The wait may be over soon; according to officials with the state Department of Education and the Department of Health and Human Resources, the two state agencies responsible for putting the classes together, the programs will be up and running later this month.

Senate Bill 152, which was introduced during the regular legislative session and sponsored by five Democrats from southern West Virginia, not only expands expungement eligibility with criminal convictions, but also makes a variety of technical changes that alter the way applications are filed, examined and approved.

The new law allows for expungement of nonviolent felonies, multiple misdemeanors and single misdemeanor convictions that do not depend on the age of the person who committed the crime. This change is allowing many who had previously been ineligible to explore expunging their record of convictions.

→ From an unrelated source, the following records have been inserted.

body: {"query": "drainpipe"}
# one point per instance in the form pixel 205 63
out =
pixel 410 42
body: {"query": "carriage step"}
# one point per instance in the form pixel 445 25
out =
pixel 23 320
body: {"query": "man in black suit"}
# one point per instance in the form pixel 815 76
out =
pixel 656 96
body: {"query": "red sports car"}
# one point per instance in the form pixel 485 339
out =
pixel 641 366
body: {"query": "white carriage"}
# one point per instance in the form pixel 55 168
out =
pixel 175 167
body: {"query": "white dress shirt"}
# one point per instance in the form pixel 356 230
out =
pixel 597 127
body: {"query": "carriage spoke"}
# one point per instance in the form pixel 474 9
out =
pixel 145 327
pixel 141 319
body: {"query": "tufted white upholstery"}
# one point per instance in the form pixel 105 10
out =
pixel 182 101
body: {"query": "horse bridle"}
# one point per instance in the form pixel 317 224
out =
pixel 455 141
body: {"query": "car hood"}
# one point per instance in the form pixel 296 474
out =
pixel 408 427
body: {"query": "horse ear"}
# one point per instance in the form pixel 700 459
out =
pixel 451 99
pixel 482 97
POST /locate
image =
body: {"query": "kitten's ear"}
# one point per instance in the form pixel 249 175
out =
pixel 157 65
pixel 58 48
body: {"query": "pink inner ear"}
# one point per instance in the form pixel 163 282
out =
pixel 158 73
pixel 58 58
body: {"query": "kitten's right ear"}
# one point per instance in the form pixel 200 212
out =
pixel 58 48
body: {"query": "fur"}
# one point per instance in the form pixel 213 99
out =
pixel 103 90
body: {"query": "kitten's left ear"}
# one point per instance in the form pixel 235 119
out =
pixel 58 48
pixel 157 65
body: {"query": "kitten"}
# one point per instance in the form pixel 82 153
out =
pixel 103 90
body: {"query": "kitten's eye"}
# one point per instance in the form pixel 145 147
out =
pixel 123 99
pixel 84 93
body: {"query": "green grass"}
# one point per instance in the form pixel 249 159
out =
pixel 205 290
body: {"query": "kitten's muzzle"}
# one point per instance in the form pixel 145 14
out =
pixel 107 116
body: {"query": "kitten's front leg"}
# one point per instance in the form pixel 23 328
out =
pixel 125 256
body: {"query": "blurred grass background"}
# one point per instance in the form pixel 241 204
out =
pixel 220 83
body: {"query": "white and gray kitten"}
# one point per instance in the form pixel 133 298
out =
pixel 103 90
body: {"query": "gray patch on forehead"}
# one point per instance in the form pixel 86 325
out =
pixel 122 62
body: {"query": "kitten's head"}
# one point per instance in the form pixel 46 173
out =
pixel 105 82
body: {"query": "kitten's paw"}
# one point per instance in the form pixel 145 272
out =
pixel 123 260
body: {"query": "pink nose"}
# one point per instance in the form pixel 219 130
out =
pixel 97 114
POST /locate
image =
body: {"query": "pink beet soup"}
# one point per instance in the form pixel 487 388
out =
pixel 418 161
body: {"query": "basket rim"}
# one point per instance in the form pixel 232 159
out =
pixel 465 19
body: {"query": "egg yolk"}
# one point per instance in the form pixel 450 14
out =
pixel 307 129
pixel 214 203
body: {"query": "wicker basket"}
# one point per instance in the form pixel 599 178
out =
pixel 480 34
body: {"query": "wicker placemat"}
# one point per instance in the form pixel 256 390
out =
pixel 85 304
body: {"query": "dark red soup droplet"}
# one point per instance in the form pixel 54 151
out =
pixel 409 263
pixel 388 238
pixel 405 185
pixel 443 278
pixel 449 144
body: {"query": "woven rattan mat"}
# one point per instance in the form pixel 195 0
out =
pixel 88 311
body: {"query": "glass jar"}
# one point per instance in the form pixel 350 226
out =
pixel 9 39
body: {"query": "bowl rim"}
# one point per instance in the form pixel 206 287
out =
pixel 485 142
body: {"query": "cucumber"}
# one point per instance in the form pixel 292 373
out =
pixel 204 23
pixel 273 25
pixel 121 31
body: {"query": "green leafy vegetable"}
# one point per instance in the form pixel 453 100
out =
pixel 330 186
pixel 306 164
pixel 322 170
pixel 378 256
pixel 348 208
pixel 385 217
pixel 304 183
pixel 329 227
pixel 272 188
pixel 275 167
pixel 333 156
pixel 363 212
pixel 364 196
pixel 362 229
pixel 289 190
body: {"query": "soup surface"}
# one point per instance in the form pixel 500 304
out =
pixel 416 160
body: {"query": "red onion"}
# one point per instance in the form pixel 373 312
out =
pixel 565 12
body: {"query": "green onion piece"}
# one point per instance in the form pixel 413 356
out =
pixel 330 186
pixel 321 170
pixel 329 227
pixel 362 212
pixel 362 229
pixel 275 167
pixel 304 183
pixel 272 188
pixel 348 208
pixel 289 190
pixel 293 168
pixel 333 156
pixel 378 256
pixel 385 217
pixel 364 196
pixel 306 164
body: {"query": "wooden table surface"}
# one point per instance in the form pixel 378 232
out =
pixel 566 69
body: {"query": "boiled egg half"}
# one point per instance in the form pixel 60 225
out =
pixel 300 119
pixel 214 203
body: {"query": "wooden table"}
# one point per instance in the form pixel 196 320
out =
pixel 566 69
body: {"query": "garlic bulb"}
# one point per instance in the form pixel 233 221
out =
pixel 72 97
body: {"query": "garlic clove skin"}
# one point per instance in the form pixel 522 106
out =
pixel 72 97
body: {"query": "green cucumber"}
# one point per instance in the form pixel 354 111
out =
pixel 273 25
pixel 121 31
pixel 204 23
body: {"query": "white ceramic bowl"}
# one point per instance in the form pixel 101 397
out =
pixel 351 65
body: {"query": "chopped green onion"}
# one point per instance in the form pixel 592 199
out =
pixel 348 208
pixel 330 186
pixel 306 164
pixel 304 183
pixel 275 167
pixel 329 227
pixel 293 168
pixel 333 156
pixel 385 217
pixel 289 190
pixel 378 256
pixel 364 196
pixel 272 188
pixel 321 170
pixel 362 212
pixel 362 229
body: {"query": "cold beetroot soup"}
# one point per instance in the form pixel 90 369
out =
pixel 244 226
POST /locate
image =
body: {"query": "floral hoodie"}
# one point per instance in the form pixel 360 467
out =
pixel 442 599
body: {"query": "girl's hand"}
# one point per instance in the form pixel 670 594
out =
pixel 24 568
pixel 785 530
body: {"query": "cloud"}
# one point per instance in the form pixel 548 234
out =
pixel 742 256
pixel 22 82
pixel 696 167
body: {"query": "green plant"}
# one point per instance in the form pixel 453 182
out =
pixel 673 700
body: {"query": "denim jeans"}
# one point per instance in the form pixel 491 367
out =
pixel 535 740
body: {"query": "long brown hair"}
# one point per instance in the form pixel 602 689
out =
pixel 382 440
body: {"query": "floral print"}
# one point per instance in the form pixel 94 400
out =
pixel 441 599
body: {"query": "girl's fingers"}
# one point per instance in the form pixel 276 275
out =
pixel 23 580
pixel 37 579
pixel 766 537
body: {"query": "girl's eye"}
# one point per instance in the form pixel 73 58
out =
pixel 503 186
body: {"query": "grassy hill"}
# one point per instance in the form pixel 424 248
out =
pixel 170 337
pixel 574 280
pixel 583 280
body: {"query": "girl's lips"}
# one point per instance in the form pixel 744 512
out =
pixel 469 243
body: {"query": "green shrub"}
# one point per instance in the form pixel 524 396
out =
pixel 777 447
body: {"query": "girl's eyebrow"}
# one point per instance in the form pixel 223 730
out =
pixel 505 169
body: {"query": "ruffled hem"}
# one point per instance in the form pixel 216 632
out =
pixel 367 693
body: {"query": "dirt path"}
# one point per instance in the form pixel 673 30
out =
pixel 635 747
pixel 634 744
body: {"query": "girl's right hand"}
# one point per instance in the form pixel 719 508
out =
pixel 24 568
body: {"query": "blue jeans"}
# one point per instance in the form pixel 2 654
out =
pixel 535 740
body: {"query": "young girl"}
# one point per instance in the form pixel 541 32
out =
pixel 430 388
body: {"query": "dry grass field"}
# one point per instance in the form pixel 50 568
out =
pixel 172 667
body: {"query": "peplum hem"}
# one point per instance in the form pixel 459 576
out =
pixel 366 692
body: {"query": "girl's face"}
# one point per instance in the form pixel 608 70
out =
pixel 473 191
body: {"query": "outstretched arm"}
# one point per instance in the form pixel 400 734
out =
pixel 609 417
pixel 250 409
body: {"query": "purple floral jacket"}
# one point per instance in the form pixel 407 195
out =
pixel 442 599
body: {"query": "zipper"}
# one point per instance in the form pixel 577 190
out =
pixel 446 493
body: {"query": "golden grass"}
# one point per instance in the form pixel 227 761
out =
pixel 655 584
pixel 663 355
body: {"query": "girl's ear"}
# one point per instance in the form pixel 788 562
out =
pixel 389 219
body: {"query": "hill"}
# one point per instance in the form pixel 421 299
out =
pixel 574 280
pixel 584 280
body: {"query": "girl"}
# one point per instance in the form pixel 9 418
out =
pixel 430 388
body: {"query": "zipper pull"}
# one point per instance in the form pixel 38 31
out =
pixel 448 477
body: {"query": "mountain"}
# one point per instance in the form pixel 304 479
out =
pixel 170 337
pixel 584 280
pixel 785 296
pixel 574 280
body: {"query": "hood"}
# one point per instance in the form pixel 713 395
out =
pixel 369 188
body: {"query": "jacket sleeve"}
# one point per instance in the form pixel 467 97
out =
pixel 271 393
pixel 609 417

According to Legal Aid of West Virginia, which is working alongside the agencies involved and those seeking expungement, the process involves asking a court to remove or seal something from one's criminal record, thus making it no longer visible to the general public.

Typically, people seek expungement for employment and housing reasons.

"Essentially, if you go through this process, you found you qualify and the court grants the expungement, it is under the law as if the offense never occurred or the proceedings never occurred," Kate White, access to services manager at Legal Aid, said, adding that there are limitations involved in the law.

According to Meredith Thomas, another attorney with Legal Aid, petitioners are only allowed to expunge one felony, unless they have multiple that occurred in the same series of events. The law also does not get rid of what may be found online or on commercial criminal background checks that may not update quickly.

Other limitations include the types of crimes that are permitted to be expunged, which relies heavily on whether or not the facts and circumstances of a particular case are in accordance with the expungement statute itself.

The Legislature crafted a list of very specific crimes that cannot be expunged, including any that involve murder, sexual offenses, DUI convictions or driving on a suspended license, to name a few.

Any convictions related to attempts or conspiracy to commit any of the specific crimes cannot be expunged either.

"It's wide. It's a wide range," Thomas said. "You need to talk to a lawyer about the specific offense or conviction to see if it can be expunged."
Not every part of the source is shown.